Roman autobiographique, Black Boy décrit la jeunesse de Richard Wright, auteur américain surtout connu pour l'incendiaire "Native Son", dans les ténèbres et la misère du Sud ségrégationniste. De la petite enfance tempétueuse à l'aube douloureuse de l'âge adulte, toutes les épreuves et les blessures sont exposées et transmises avec une sincérité au fil du rasoir. Toute l'essence du roman d'apprentissage est capturée ici. Un apprentissage transfiguré, défiguré, par l'expérience effroyable du racisme institutionnalisé s’infiltrant dans chaque étape de la vie de l'auteur, manquant de peu de le déposséder de sa propre humanité mais n'y arrivant jamais. Car Black Boy est l'histoire d'une lutte. Une lutte intérieure de chaque instant pour conserver une identité indépendante de carcans raciaux imposés, de dogmes religieux, et d'un déterminisme social vicieux et meurtrier.
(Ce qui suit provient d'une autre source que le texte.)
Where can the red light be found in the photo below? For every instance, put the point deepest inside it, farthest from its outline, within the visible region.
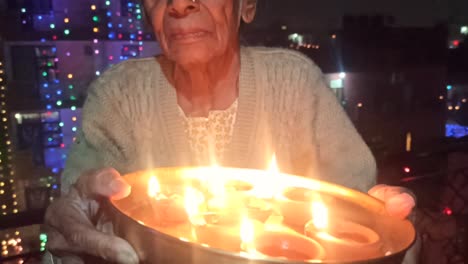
(447, 211)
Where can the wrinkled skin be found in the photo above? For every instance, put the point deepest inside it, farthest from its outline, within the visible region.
(69, 222)
(201, 38)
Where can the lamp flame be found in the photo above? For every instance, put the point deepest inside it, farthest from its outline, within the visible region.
(192, 201)
(247, 231)
(319, 215)
(153, 187)
(273, 167)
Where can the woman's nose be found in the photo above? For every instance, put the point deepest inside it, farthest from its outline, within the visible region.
(182, 8)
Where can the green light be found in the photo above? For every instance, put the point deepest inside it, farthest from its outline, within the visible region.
(43, 237)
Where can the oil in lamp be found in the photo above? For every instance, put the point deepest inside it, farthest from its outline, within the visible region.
(168, 208)
(342, 239)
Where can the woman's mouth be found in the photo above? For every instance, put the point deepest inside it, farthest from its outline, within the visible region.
(189, 36)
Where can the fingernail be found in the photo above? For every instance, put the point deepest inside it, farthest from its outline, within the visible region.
(127, 257)
(118, 185)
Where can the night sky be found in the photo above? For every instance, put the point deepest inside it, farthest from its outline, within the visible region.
(327, 14)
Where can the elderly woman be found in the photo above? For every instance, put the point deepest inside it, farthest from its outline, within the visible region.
(206, 99)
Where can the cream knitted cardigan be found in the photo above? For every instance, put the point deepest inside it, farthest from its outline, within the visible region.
(131, 122)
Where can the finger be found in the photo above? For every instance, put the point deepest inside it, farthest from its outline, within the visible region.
(56, 242)
(80, 238)
(105, 182)
(74, 233)
(72, 259)
(378, 191)
(93, 242)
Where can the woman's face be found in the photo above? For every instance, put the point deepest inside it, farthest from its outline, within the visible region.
(193, 32)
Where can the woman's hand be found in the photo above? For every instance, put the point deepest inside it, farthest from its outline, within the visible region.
(399, 201)
(70, 220)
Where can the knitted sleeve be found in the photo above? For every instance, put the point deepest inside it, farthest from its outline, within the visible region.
(103, 138)
(340, 154)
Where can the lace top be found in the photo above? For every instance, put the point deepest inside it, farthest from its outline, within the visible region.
(210, 136)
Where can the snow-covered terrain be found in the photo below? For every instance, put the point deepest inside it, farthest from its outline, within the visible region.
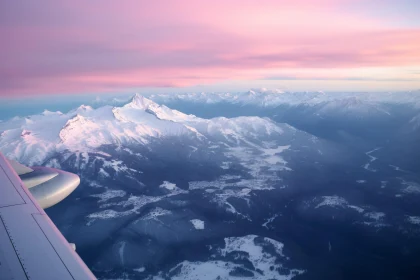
(246, 190)
(263, 253)
(34, 138)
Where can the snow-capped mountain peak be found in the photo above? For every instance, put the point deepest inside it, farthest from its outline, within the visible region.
(86, 129)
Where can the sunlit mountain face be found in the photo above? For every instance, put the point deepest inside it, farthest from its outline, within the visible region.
(263, 184)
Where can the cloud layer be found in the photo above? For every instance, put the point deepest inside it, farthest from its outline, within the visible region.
(80, 46)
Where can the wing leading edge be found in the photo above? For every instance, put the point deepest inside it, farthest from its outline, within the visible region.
(31, 246)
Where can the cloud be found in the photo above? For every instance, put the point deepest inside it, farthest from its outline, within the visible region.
(78, 46)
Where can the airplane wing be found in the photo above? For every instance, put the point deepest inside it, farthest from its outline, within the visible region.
(31, 246)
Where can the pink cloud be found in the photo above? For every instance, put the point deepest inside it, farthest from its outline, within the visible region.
(78, 46)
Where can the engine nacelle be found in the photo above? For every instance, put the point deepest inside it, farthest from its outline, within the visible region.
(49, 186)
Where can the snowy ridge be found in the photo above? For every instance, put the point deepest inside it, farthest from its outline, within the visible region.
(32, 139)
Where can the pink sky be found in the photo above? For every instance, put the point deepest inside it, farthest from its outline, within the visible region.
(103, 45)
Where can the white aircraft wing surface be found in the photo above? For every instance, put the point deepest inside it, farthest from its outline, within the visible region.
(31, 246)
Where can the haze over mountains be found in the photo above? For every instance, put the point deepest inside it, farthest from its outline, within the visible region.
(231, 185)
Roman social, Black Boy montre à quels points les éléments extérieurs de la vie d'un individu tiennent d'un système pensé, organisé, rationalisé pour opprimer une catégorie de la population sur le critère de la Race, jusqu'à convaincre cette population qu'elle ne doit renoncer à une liberté, une profondeur, une richesse de pensée, d'émotions, d'ambitions. Une liberté dérobée jusque dans l'intériorité même d'une masse d'individus qui pour moyen de survie, anesthésient tout espoir, se rabaissent pour paraître indignes d'intelligence et d'intégrité. A quoi bon tenir à la vie si elle ne vous offre que terreur (la "terreur blanche", à juste titre) et déceptions? On est dans le Mississippi, dans les années 30-40. Il faut être sacrément tenace, naïf voir suicidaire.
Que le jeune Richard Wright parvienne à s'extirper de ce contexte social relève du miracle. Il prouve que déterminisme ne rime pas avec fatalisme. Et pourtant, à l'âge de 6 ans il est déjà ivrogne et traîne dans tous les bars de son quartier, buvant des restes de whiski et jurant à tout va. Il était commençait mal. Doté d'une sensibilité à fleur de peau, il se constitue petit à petit un îlot intérieur, nourri d'escapades imaginaires suscitée par la lecture. Comme il l'explique, ce replis sur soi n'est pas tant le fruit non d'une liberté de choix que d'une contrainte exercée par l'adversité, la misère et le fondamentalisme religieux. C'est un maigre barrage contre l'Alterité qui n'a que d'influence négative, un refuge instable pour son âme. Chaque étape le reclus un peu plus.
Élevé par sa grand-mère extrêmement dévote qui le force à prier des journées durant, il ne réussi jamais à faire émerger une once de foi en un Dieu qu'on lui ingurgite de force. Dès lors, il est perdu pour son entourage : il n'est plus qu'une teigne, une mauvaise herbe destinée à dès le départ à pousser de travers. Chaque relation avec sa famille s'exprime dans la violence physique et morale, et pourtant il conserve tout l'héritage de leurs injustices subies (le fameux héritage familial qui vous suit comme une ombre). Son indépendance d'esprit le rend étrange et dangereux, une anomalie dans la désolation intellectuelle du Sud. Sa curiosité le mène à l'isolement moral et social. Sa solitude, imposée à la fois par sa famille et par lui-même le rend inapte à la fois vis-à-vis de ses pairs mais aussi et surtout au monde Blanc. Trop tard, il doit apprendre à se taire, à singer, à s'abêtir pour éviter la mort. Il expérimente trop tard les intimidations des Blancs pour s'y habituer et trouver ça normal. Sa solitude, à la fois sa peine et sa sauveuse.
Et malgré toute cette douleur (qui ne tombe jamais dans le misérabilisme !), Black Boy est un roman d'espoir. Un plaidoyer pour la différence. Toute proportion gardée, on s'identifie à Richard Wright. Un garçon différent, bizarre, curieux et introverti. Qui cherche plus loin que le bout de son nez. Qui veut comprendre, imaginer, et être aimé. Qui ose espérer encore malgré tout. Qui essaie de sauver sa peau en fuyant, lui et sa famille, dans le Nord. Et qui n'abandonne pas l'idée de retrouver un jour la joie simple que l'on connaît enfant, dans le monde désolant dans lequel il a eu à grandir.